L’impasse malgré les millions investis

La nouvelle loi octroiera de nouveaux pouvoirs aux pharmaciens, notamment celui de prescrire et d’ajuster certains médicaments.
Photo: La Presse canadienne (photo) Jacques Boissinot La nouvelle loi octroiera de nouveaux pouvoirs aux pharmaciens, notamment celui de prescrire et d’ajuster certains médicaments.

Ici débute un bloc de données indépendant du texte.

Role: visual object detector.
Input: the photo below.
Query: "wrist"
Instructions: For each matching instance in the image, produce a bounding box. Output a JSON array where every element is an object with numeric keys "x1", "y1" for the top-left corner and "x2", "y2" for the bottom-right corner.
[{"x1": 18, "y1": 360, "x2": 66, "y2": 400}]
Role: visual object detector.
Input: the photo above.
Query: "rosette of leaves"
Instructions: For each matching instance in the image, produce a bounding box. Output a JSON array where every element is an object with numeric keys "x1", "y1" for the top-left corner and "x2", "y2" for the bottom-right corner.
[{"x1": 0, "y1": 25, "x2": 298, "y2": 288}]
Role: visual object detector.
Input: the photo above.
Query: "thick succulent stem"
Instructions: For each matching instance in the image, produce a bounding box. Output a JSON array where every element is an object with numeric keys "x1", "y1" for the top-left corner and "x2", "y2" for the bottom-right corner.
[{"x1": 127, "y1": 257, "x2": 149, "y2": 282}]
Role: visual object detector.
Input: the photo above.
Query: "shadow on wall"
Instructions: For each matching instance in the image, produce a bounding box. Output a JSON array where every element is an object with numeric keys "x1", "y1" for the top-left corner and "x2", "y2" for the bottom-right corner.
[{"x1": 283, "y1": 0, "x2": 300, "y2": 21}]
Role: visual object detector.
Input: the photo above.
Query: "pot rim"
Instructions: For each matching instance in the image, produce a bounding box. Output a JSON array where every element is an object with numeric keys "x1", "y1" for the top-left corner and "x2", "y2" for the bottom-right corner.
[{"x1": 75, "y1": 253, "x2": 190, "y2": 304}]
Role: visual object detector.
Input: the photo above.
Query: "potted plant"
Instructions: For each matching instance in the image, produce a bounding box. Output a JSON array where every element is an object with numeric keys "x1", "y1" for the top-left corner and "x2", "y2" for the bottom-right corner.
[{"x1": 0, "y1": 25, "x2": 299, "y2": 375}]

Pendant que les négociations entre Québec et les pharmaciens stagnent, les chaînes craignent de ne jamais voir de retour sur leur investissement, car on ignore toujours quand les pharmaciens pourront enfin poser les nouveaux actes prévus à la loi 41.

 

Les pharmacies du Québec estiment que de 7 à 10 millions de dollars ont été investis dans leurs officines en prévision du 3 septembre, date à laquelle la loi 41 devait entrer en vigueur, dit Richard Nadeau, pharmacien et vice-président aux services professionnels chez Familiprix. « Aujourd’hui, je ne peux rien faire, même si je suis prêt, et j’ignore si un jour on va arriver à la croisée des chemins », déplore-t-il. Familiprix, par exemple, a investi quelques centaines de milliers de dollars en formation et en logiciels.

 

Pourquoi les négociations sont-elles dans l’impasse ? Québec et l’Association des pharmaciens propriétaires (AQPP) se seraient pourtant entendus sur les tarifs consentis pour les nouveaux actes, selon un document obtenu par Le Devoir.

 

Le document, signé par le comité de négociation de l’AQPP et distribué comme point d’information aux membres le 3 septembre, précise que « les tarifs ne représentent plus un enjeu depuis le 15 août ».

 

Point en litige

 

Étrangement, les discussions se trouvent dans une impasse sur un point qui ne figure nulle part dans le texte de la loi 41 : les tests de laboratoire « rapides » effectués dans certaines pharmacies. C’est le « seul » point en litige, selon le document de l’AQPP.

 

Le problème, c’est que le suivi des résultats et les ajustements médicamenteux subséquents deviendront des services assurés en vertu de la loi 41, du moins pour les assurés du régime public d’assurance médicament. Mais le test, en amont, ne l’est pas, sauf à l’hôpital. Selon le résumé du comité de négociation de l’AQPP, le ministre de la Santé Réjean Hébert refuse tout autant de « défrayer ces tests » que de signer une entente qui permettrait aux pharmaciens de faire payer les patients directement, comme c’est le cas actuellement. On parle surtout du suivi de patients diabétiques ou sous anticoagulants.

 

Les pharmaciens comprennent que « le ministre n’a pas d’objection à faire payer les tests par les patients », écrivent-ils. « Mais, pour des raisons que nous ne pouvons que supposer, il s’oppose à accorder publiquement son accord. Il refuse donc de l’écrire dans l’entente. »

 

Au cabinet du ministre de la Santé Réjean Hébert, on ne souhaite pas commenter les négociations en cours. Ariane Lareau, attachée de presse du ministre, précise toutefois que les échanges des derniers jours ne portent pas « seulement » sur les tests effectués en pharmacie.

 

Examens de laboratoire

 

Le Collège des médecins, qui a travaillé main dans la main avec l’Ordre des pharmaciens pour voir ce projet de loi aboutir, est déçu de la tournure des événements et des retards pour les patients.

 

Le président du collège, le Dr Charles Bernard, précise « qu’il n’a jamais été dans nos intentions, dans le règlement, de donner le droit aux pharmaciens de faire des examens de laboratoire ». Aussi, que les négociations bloquent sur ce point, comme le laisse entendre le document de l’AQPP, semble plutôt surréaliste aux yeux du Dr Bernard, qui se demande si les pharmaciens ou Québec profitent des négociations pour aborder des points qui, au fond, y sont étrangers.